As the authors themselves note, it’s impossible to draw bulletproof conclusions when the line between adolescence and adulthood is so roughly drawn: Age 18 “it is an inevitably arbitrary cut-off,” they wrote, “and as such, it is possible that there might be developmental changes in task performance during early adulthood that we cannot detect,” especially in such a small sample size.
Practically speaking, the study does seem to mirror the iterative process of figuring out real life: You do something, see whether it gets rewarded, factor that into your decision-making; then you do something else, see whether that gets rewarded. Most of the time, though, this is tempered by what psychologists call “loss aversion” — there’s a trove of behavioral research suggesting that people respond more strongly to the threat of a loss than the possibility of a gain. The negative effect of a punishment, along those same lines, ought to outweigh the of an equal-sized reward — the sting of losing $20, for example, is bigger than the joy of winning the same amount of money.
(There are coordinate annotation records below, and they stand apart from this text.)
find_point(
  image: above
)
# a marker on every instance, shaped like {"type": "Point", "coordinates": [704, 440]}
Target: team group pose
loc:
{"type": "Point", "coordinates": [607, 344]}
But in adolescence, this study suggests, the pattern might be thrown out of whack, with the promise of reward outranking the risk of loss as the primary motivator — a finding that may prove helpful for hapless adults looking to transform themselves into teen whisperers. “It may be useful for parents and teachers to frame things in more positive terms,” study co-author Sarah-Jayne Blakemore, a neuroscience professor at University College London, said in a the study’s press release. “For example, saying ‘I will give you a pound to do the dishes’ might work better than saying ‘I will take a pound from your pocket money if you don’t do the dishes.’ In either case they will be a pound better off if they choose to do the dishes,” but one of those statements will nonetheless be more appealing, and therefore more effective, than the other. That’s not to say that a no-rules free-for-all is the way to go — just that there’s a polite way of saying everything and a blunt way, and sometimes, the gentler tack may also be the way to get things done.